This notebook contains the generation of fake reviews using Generator-v3 and evaluating the Generator model using BLEU scores.
<br>
**Files Used** <br>
Reviews from https://www.kaggle.com/yelp-dataset/yelp-dataset?select=yelp_academic_dataset_review.json <br>
Note:<br>
Use the same tokenizer that was used for the Generator-v3

In [None]:
import os
from pydrive.auth import GoogleAuth
from pydrive.drive import GoogleDrive
from google.colab import auth, drive
from oauth2client.client import GoogleCredentials

drive.mount('/content/drive')

In [None]:
#importing the libraries
import tensorflow as tf
from tensorflow.keras import layers
from keras.preprocessing.sequence import pad_sequences
import numpy as np
import pandas as pd
import pickle
import random
from random import choice
import time
from collections import Counter
from nltk.util import ngrams 
import copy

In [None]:
import nltk
nltk.download("punkt")

In [None]:
from IPython.display import HTML, display

def set_css():
  """A function for wrapping text displayed in the output."""
  display(HTML('''
  <style>
    pre {
        white-space: pre-wrap;
    }
  </style>
  '''))
  
get_ipython().events.register('pre_run_cell', set_css)

In [None]:
#defining the constants
VOCAB_SIZE = 10000
INPUT_LEN = 9
EMBEDDING_DIM = 300

# Loading the dataset

In [None]:
#importing the dataset
df = pd.read_csv("reviews.csv")
positive_review_ratings = [5]
positive_reviews_df = df[df.stars.isin(positive_review_ratings)].reset_index(drop=True)
reviews_list = positive_reviews_df["text"].values.tolist()

In [None]:
import re
from string import punctuation
from nltk.tokenize import sent_tokenize

punc = set(punctuation)

full_stop_pattern = "\.(?=\S)"
full_stop_pattern = re.compile(full_stop_pattern)

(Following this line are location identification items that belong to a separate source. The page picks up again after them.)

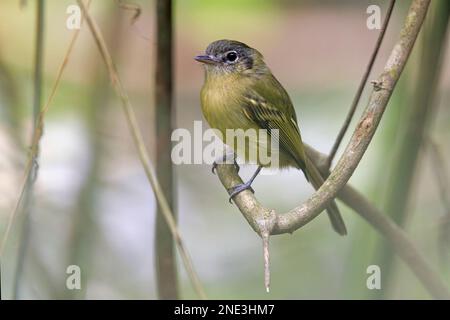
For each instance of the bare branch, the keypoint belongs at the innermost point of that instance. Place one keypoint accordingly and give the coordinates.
(363, 82)
(363, 134)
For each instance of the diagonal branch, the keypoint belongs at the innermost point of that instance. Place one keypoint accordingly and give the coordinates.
(360, 89)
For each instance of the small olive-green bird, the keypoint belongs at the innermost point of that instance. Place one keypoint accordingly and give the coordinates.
(240, 92)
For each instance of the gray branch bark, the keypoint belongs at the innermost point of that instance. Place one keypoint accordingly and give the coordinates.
(266, 221)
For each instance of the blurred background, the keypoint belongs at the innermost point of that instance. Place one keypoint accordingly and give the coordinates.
(92, 206)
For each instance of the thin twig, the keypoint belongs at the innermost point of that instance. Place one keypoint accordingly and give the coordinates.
(142, 150)
(166, 271)
(37, 99)
(361, 86)
(421, 106)
(35, 141)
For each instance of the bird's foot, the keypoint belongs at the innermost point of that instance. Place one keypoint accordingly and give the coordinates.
(239, 188)
(215, 164)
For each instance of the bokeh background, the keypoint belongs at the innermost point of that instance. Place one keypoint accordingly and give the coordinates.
(92, 205)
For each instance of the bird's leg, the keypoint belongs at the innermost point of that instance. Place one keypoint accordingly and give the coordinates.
(241, 187)
(224, 159)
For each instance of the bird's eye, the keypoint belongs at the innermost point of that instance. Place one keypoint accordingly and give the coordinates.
(231, 56)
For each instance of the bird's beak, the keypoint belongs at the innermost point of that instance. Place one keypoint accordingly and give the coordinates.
(206, 59)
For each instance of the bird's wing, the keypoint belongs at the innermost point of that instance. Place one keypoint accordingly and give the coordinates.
(272, 109)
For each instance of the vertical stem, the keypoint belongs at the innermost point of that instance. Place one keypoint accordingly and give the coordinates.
(415, 124)
(37, 98)
(165, 253)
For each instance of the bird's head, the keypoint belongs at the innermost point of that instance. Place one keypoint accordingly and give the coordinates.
(230, 56)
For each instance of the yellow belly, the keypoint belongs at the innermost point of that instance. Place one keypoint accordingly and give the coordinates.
(223, 110)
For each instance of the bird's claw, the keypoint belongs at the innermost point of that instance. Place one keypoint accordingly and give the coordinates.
(238, 189)
(215, 164)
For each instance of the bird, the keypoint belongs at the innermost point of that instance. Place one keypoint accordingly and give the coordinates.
(240, 92)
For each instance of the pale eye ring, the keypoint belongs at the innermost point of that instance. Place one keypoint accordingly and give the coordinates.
(231, 56)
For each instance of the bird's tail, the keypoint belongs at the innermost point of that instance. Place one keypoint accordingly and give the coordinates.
(317, 180)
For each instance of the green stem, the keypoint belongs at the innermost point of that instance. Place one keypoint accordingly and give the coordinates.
(165, 253)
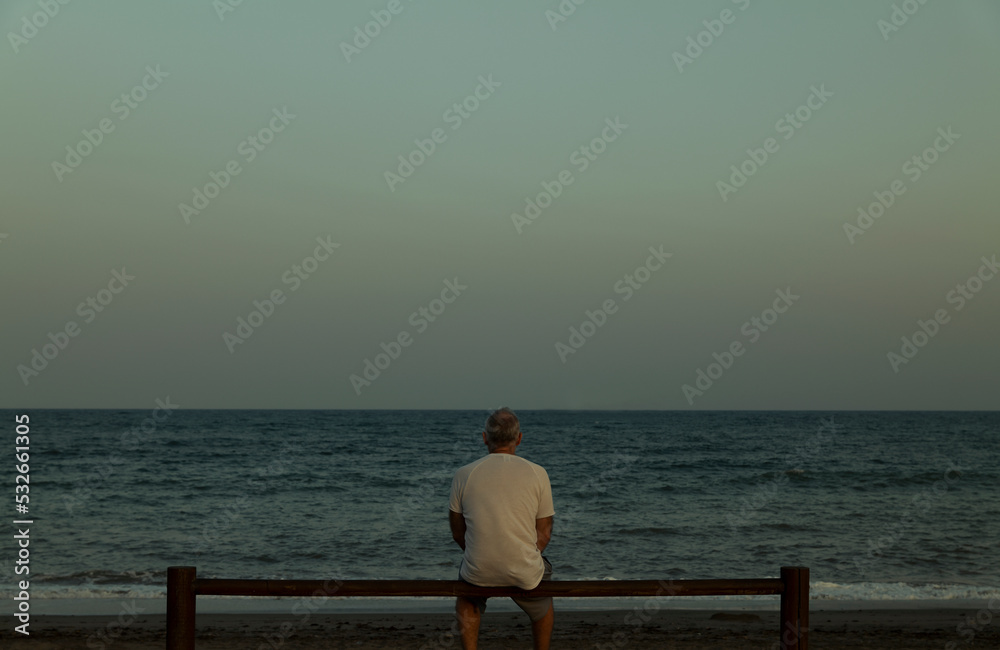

qmark_pattern = "(?=\S)\?"
qmark_pattern = re.compile(qmark_pattern)

exclmark_pattern = re.compile("(?=\S)\!")

In [None]:
def modify_text(text :str) -> str:
  """
    A function to pre-preprocess text.
    
    It removes numbers, repeated punctuations and adds a space before and after .,!
    Args:
      text: review to be modified
    Returns:
      A string with the repeated punctuations removed and a space after .,!

  """
  #removing numbers
  text = re.sub("\d+", "", text)
  
  #removing repeated punctuation marks
  new_text = ""
  for i in range(len(text)):
    
    #if its not a punctuation mark then add it to the new_text
    if text[i] not in punc:
      new_text+=text[i]

    #if text[i] is a punctuation mark, then check whether the previous character is not a punctuation mark or a space
    elif text[i] in punc and ((text[i-1] not in punc) and (text[i-1]!= " ")):
      new_text+=text[i]
  
  text = new_text
  #removing additional spaces
  text = re.sub(' +', ' ', text) 

  #changing it's to its
  text = re.sub("it\'s", "its", text)
  text = re.sub("It\'s", "its", text)
  
  #removing the new line character
  text = re.sub("(\n)+", " ", text)
  
  #replacing common patterns
  text = re.sub("\'ve", " have", text)
  text = re.sub("don't", " do not", text)
  text = re.sub("\'t", " not", text)
  text = re.sub("\'m", " am", text)  

  #removing the single quotes
  text = re.sub("\'", "", text)
  #the tokens like !,?,. are considered as separate tokens. 
  #Hence a space is added before/after them to make the get recognized as separate tokens.

  # adding space after the full stop
  text = re.sub(full_stop_pattern, ". ", text)

  #adding a space before ?
  text = re.sub(qmark_pattern, " ?", text)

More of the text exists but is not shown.